Poultry: Working hygienically remains a focus...

Working hygienically remains a focus of attention

On average, compliance with animal welfare rules is 90%.
On average, compliance with animal welfare rules is 90%.

THE NETHERLANDS, Utrecht. Large poultry slaughterhouses generally comply well with animal welfare and food safety rules. However, there is still room for improvement, especially in the area of hygienic working. This is shown by the compliance monitor for poultry slaughterhouses for the first half of 2018 of the Dutch Food and Consumer Product Safety Authority (NVWA), which shows how the companies comply with the rules for each slaughterhouse.

In large poultry slaughterhouses, veterinarians of the NVWA continuously monitor the situation. The veterinarians supervise compliance with the rules for food safety and animal welfare and act immediately in the event of violations.

In addition, the NVWA veterinarians regularly carry out random checks to monitor whether the company is complying with the rules properly. The results of these samples are published in the compliance monitor.

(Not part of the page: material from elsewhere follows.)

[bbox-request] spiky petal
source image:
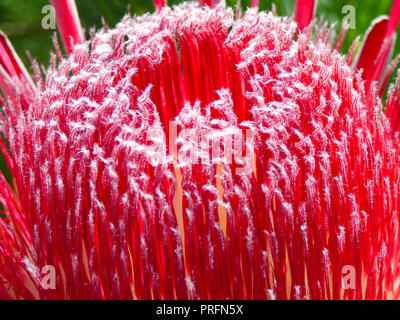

The most important indicator for hygienic slaughter is the level of visible contamination on the final product. Compliance is 93% stable. Nevertheless, improvements in the production process are still desirable. It is important that rooms, machines and materials in slaughterhouses are cleaned thoroughly every day. The figures from the compliance monitor show that poultry slaughterhouses do not always succeed in this. Floors and walls are sometimes not cleaned properly and machines and conveyor belts are not always clean either. There is also room for improvement in terms of personal hygiene and the prevention of cross-contamination and condensation.

On average, compliance with animal welfare rules is 90%. Compliance with animal welfare rules for cutting and bleeding has been at a high level since 2015. Compliance has clearly increased during stunning, waiting and movement. Compliance with the rules is lower when animals are fed. This is mainly because a number of farms do not carry out the compulsory welfare check upon arrival of the animals properly.